Bernal puso cubiertos para dos. Las noticias de la televisión se retrasaban más de lo normal. En aquel momento sonaba la molesta tonada que solía utilizarse para las conexiones con las emisoras provinciales y la foto fija del entreacto arquitectónico enseñaba en aquel momento una imagen del Monasterio de Ripoll. Eugenia entró con la sopa y se puso a servirla en los dos platos blancos, un tanto descantillados. Mientras se sumergía en sus largas oraciones, a las que Bernal respondía entre dientes y con desgana, al tiempo que se servía un buen chorro de vino de Cebreros, la típica música del telediario irrumpió con brío estridente. El presentador parecía jadear y se le veía nervioso mientras se toqueteaba la corbata.

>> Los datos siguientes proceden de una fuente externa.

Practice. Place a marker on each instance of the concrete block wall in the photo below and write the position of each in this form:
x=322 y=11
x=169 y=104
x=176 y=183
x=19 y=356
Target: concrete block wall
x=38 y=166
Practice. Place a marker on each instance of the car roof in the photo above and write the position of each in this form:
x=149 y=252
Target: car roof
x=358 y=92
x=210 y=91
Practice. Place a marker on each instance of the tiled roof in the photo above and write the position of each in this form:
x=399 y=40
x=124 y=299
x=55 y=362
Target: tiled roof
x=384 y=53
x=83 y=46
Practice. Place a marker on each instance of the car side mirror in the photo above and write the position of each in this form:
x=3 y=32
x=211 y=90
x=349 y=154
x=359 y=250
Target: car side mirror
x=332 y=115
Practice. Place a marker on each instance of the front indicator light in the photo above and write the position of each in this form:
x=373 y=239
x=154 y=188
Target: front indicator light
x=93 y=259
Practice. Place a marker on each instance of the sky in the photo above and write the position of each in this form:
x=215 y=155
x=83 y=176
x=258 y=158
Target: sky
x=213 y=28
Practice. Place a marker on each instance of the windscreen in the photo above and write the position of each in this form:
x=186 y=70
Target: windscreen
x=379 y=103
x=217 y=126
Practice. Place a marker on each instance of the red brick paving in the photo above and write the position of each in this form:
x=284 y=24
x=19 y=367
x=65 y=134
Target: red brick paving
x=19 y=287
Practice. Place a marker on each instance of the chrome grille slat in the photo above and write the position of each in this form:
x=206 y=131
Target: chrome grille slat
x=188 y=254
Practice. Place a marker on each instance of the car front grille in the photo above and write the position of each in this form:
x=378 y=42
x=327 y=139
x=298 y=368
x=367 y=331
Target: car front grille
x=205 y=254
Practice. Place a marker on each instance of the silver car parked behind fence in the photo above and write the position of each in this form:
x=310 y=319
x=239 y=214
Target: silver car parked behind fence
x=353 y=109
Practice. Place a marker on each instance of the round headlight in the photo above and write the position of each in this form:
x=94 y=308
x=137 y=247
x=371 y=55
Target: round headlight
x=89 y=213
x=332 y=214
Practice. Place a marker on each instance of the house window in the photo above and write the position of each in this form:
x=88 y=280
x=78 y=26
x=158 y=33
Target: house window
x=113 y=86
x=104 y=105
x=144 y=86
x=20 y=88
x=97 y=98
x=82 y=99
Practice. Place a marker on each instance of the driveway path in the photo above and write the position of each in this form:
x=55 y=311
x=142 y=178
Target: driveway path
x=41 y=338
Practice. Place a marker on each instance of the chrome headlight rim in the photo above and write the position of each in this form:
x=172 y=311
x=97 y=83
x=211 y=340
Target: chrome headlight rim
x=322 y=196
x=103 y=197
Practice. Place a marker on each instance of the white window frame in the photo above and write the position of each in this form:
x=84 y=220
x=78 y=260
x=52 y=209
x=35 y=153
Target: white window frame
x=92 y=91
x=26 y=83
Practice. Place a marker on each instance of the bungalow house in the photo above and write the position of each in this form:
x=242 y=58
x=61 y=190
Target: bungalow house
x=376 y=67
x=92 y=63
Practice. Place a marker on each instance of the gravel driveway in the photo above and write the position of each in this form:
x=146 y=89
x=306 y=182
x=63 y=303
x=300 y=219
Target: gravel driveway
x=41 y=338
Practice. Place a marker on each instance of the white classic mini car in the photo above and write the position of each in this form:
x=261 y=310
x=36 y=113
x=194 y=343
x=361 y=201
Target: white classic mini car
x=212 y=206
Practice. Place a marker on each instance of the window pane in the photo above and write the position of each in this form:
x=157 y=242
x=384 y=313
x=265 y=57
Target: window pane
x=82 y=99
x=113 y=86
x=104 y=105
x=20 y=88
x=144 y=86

«En primer lugar, noticias de interés nacional. Tras reunirse el miércoles el Consejo de Ministros y analizar los considerando de la decisión de la Sala IV del Tribunal Supremo, relativos a que la legalización de los partidos políticos no es de competencia judicial sino administrativa y del Ministerio correspondiente, ha decretado… -el presentador se interrumpió para aclararse la voz y sorber un poco de agua-, ha resuelto legalizar los siguientes partidos, medida que entrará en vigor a partir del próximo Domingo de Resurrección: primero, Partido Comunista de España…»
Eugenia, que acababa de persignarse tras la acción de gracias, lanzó un grito ahogado y volvió a persignarse un par de veces a toda velocidad.
– ¡Luis! ¡Están locos! ¡Será otra vez como en la República! ¡No se podrá salir a la calle! ¡Se pasearán con banderas rojas y cantando la Internacional!
Bernal miró la pantalla y luego su sopa, llena de letritas del alfabeto hechas con pasta; advirtió que había eses, des y ges en sorprendente abundancia y que les seguían en cantidad las pes, las ces y las ees.
– Tendremos que acostumbrarnos a utilizar el alfabeto entero, Geñita, o, por lo menos, a un reajuste parcial de las letras del antiguo.